Since August, a shortage of funds has forced WFP to cut food assistance in half for all refugees who arrived in Uganda before July 2015 – with the exception of particularly vulnerable groups such as orphans, the elderly, or people who are chronically ill and malnourished – in order to prioritize food assistance for refugees who have arrived more recently. That reduction remains in place, but the UK Aid funding helps WFP avoid deeper cuts, and enables WFP to continue providing life-saving assistance for people seeking refuge in Uganda from recent conflict erupting in their home countries. This includes more than 180,000 South Sudanese refugees who have sought shelter in Uganda in the last three months.

Increasingly, WFP is providing food assistance to refugees through cash transfers so they can buy the food they prefer in the local markets. Cash allows refugees to buy fresh foods and other items to diversify their diets, and stimulates local economies by increasing demand for locally produced food. WFP currently assists 65,000 refugees in Uganda with cash, and plans to expand cash-based assistance to 140,000 people by the end of the year, using funding from UK Aid and other donors.

The UK funds will also help sustain WFP’s livelihoods support activities, which assist longer-term refugees and host communities achieve self-reliance and peaceful co-existence. WFP specifically supports refugees and host communities to reduce post-harvest food losses. Such activities are part of a UN initiative - the Refugee and Host Population Empowerment strategy, or ReHOPE - which supports the government’s Settlement Transformatative Agenda, part of the second National Development Plan.

This year the United Kingdom is the second largest contributor to WFP’s programmes in Uganda, and the largest donor to WFP’s nutrition and resilience activities in Karamoja.

The new UK funds will enable WFP to continue assisting nearly 200,000 people in Karamoja who are participating in the public works programme. The UK contribution will also make it possible for WFP and the Ministry of Health to provide specialized nutritious food to treat 65,000 malnourished children and adults in the region.

“The nutrition and public works activities in Karamoja are assisting Uganda to address chronically high rates of acute malnutrition, while helping communities build their resilience to shocks and stresses by creating productive assets,” Sackett said.

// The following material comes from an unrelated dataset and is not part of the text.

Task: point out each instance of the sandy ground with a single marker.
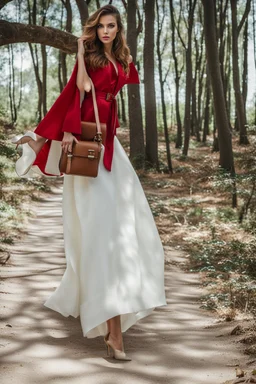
(177, 344)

These assets include water ponds and irrigation projects. As communities build them, individual households will participate in income-generation activities such as cultivation of vegetables and drought resistant staple crops for consumption and sale.

The UK Aid grant also allows WFP to support the creation of a digital information management system in Karamoja so that the Government and development partners can avoid gaps and duplication in assistance. The new digital system will contain information about social assistance programmes in Karamoja, and highlight which households are receiving support from the various programmes. The system will boost transparency, efficiency and accountability, and provide crucial information for monitoring the effectiveness of programmes.